A su alrededor, varios pies se arrastraron ejecutando una complicada danza. Alguien le pisó el trasero, tropezó, gritó «¡Joder!» y luego le dieron una patada en la cadera. Todo sucedía muy lejos. Quizá más tarde le dolería, pero en ese momento no era para tanto.

Unas manos lo agarraron y lo pusieron de pie. Barbie intentó levantar la cabeza, pero en general era más fácil dejarla colgando sin más. Lo empujaron casi a rastras por el pasillo hacia la celda del final, el linóleo verde resbalaba entre sus pies. ¿Qué había dicho Denton arriba? «Tu suite espera.»

Pero dudo que haya bombones en la almohada y que me hayan abierto las sábanas de la cama, pensó Barbie. Tampoco le importaba. Lo único que quería era que lo dejaran solo para lamerse las heridas.

A la entrada de la celda, alguien le puso un zapato en el culo para que se diera más prisa. Voló hacia delante, levantó el brazo derecho para evitar aterrizar de cara contra la pared de bloques de hormigón color verde. Intentó levantar también el brazo izquierdo, pero todavía lo tenía dormido desde el codo hacia abajo. Sin embargo, había conseguido protegerse la cabeza, y eso estaba bien. Rebotó, se tambaleó y después volvió a caer de rodillas, esta vez junto al catre, como si estuviera a punto de rezar antes de acostarse. Detrás de él, la puerta de la celda sonaba mientras se cerraba avanzando por su riel.

Barbie apoyó las manos en el camastro y se incorporó, el brazo izquierdo ya empezaba a funcionar un poco. Se volvió justo a tiempo para ver a Randolph alejándose con un agresivo paso jactancioso; los puños apretados, la cabeza gacha. Más allá de él, Denton estaba desenrollando lo que quedaba del vendaje de Searles mientras este lo fulminaba con la mirada (la fuerza de esa mirada perdía cierta efectividad debido a las gafas de sol, que se sostenían torcidas sobre su nariz). Más allá de los agentes varones, al pie de la escalera, estaban las mujeres. Ambas tenían idéntica expresión de consternación y confusión. El rostro de Linda Everett estaba más pálido que nunca, y Barbie creyó ver el brillo de las lágrimas en sus pestañas.

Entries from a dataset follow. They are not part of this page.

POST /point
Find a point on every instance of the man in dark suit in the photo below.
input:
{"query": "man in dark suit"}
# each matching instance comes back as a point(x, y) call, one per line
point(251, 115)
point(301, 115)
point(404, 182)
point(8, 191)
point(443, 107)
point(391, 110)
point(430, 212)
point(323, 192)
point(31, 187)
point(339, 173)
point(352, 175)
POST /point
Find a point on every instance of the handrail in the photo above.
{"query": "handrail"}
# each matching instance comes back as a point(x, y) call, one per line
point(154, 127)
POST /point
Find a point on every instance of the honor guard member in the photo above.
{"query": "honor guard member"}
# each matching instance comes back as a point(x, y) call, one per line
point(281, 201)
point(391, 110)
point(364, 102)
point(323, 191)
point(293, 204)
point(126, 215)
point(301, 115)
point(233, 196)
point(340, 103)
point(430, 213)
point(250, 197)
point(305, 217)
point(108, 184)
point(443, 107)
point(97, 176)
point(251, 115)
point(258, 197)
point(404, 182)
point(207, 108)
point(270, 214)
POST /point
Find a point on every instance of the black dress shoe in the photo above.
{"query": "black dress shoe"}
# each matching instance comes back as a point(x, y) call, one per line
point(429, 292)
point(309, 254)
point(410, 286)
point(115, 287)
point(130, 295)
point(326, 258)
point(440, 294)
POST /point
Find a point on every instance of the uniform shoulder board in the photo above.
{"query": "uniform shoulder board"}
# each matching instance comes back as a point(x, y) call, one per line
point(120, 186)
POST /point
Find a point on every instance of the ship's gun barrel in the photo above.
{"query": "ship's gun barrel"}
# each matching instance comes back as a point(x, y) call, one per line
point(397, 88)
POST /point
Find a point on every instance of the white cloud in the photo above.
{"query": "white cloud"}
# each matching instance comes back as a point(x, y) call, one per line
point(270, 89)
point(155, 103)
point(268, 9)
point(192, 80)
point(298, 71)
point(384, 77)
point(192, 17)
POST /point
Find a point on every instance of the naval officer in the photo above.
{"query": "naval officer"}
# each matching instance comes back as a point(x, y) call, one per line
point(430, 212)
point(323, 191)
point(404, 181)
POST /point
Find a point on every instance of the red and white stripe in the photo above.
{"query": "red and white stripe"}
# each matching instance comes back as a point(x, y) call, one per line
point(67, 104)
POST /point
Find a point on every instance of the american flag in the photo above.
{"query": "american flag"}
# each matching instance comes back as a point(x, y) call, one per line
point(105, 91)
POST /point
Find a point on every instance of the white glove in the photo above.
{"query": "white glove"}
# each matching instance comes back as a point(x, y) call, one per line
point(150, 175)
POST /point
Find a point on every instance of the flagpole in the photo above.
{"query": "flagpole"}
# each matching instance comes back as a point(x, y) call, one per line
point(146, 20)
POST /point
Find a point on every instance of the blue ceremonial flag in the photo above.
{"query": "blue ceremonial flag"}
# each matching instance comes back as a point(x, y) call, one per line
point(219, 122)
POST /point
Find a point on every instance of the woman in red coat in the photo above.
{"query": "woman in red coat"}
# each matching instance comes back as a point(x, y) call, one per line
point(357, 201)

Intentó reunir toda su fuerza de voluntad y la llamó:

– ¡Agente Everett!

La mujer dio un respingo, sobresaltada. ¿La había llamado alguien agente Everett alguna vez? Puede que los niños del colegio, cuando le tocaba estar de servicio ayudándolos a cruzar la calle, lo cual seguramente había sido su mayor responsabilidad como policía de media jornada. Hasta esa semana.

– ¡Agente Everett! ¡Señora! ¡Por favor, señora!

– ¡Calla! -dijo Freddy Denton.

Barbie no le hizo caso. Creyó que iba a perder el conocimiento, o al menos la capacidad de reacción, pero de momento lograba aguantar con todas sus fuerzas.

– ¡Dígale a su marido que examine los cadáveres! ¡Sobre todo el de la señora Perkins! ¡Agente, tienen que examinar los cadáveres! ¡No los llevarán al hospital! ¡Rennie no dejará que…!

Peter Randolph se adelantó. Barbie vio lo que había sacado del cinturón de Freddy Denton e intentó levantar los brazos para protegerse la cara, pero le pesaban demasiado.

– Ya has dicho suficiente, hijo -dijo Randolph. Metió el spray de pimienta entre los barrotes y apretó el disparador.

13

Cuando iba por la mitad del oxidado puente de Black Ridge, Norrie detuvo la bicicleta y se quedó mirando el otro lado del precipicio.

– Será mejor que sigamos -dijo Joe-. Hay que aprovechar la luz mientras haya.

– Ya lo sé, pero mira -dijo Norrie, señalando.

Al otro lado, justo al pie de un terraplén muy escarpado, tirados en el lodazal que había acabado siendo el Prestile (antes de que la Cúpula empezara a asfixiarlo discurría bien caudaloso por ese lugar), había cuatro ciervos muertos: un macho, dos hembras y un cervatillo. Todos eran de buen tamaño; el verano había sido muy bueno en Mills y se habían alimentado bien. Joe vio nubes de moscas flotando sobre los cadáveres, incluso podía oír su zumbido somnoliento. Era un sonido que en un día normal habría quedado tapado por el del agua del río.

– ¿Qué les ha pasado? -preguntó Benny-. ¿Creéis que tiene algo que ver con lo que estamos buscando?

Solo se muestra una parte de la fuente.